But the savages had his scalp, and cared little for him, and he reached the band in safety, a piteous sight to look at, and told how he had heard of the capture and death of Buffalo Bill.

“Haddock, for those cheering words I would give a year of my life to save you; but you are badly wounded, besides being scalped, and—hold him up, men, for he’s falling!”

Before any one could catch the man he fell dead on the prairie; and, remembering only himself, Kent King muttered:

“Now I can return to the train and continue on to Denver. Then, my sweet Mary Hale, we meet again, and you will have no champion knight to protect you, for the coyotes will feast upon him, and the vultures will flap their wings in his handsome face. By Heaven! Sioux, I could almost love you for the service you have done me, and grasp your hands in fellowship.”

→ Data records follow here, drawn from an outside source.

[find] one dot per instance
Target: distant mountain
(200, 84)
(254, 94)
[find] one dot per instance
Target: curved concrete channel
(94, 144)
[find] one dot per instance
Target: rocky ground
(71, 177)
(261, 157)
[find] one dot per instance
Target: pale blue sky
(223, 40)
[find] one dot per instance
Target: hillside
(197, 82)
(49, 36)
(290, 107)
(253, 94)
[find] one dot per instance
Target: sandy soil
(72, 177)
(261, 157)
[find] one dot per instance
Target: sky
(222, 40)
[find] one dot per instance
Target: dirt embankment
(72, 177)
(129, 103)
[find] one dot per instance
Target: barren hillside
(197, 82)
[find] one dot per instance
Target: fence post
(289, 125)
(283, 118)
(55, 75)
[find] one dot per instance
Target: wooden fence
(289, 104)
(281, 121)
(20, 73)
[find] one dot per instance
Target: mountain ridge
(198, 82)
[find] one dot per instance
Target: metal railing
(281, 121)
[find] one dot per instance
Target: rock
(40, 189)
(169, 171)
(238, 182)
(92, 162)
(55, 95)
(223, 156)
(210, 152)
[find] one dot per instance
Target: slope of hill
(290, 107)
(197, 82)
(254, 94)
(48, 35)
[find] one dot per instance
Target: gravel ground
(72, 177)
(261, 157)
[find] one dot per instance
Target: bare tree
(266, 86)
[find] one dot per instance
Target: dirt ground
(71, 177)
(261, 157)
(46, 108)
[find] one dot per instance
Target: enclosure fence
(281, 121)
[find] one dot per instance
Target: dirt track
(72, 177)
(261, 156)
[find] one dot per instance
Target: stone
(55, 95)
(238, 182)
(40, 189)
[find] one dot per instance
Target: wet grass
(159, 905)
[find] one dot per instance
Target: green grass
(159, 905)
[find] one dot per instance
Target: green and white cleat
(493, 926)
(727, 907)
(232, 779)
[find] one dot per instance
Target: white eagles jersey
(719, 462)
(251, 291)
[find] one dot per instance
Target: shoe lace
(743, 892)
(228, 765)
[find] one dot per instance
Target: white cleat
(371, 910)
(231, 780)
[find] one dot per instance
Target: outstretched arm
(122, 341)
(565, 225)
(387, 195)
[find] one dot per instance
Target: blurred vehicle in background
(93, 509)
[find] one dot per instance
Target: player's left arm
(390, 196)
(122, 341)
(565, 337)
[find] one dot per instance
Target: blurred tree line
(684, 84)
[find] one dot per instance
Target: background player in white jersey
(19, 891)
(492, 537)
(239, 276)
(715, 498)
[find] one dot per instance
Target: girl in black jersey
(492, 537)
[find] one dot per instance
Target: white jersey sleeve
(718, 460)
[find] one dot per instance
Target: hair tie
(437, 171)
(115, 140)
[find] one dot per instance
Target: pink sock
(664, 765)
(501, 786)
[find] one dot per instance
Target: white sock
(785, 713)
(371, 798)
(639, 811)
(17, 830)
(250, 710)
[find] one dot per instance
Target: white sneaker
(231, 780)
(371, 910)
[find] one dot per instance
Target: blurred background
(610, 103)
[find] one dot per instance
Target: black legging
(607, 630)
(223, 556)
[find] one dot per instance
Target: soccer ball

Giving his instructions to the band of outlaws, he returned to the people whom he was deceiving under his disguise of a parson—a veritable wolf in the clothing of a lamb.


CHAPTER XVII.
A FOE’S GRATITUDE.

When the chief of the Sioux band entered the hills, and came to the spot where Buffalo Bill still lay insensible, he glanced into the upturned face and then at the long hair, and said, quickly, in his native tongue:

“It is Pa-e-has-ka, the white brave; my warriors have done well not to touch his scalp or kill him, for he served me long moons ago.”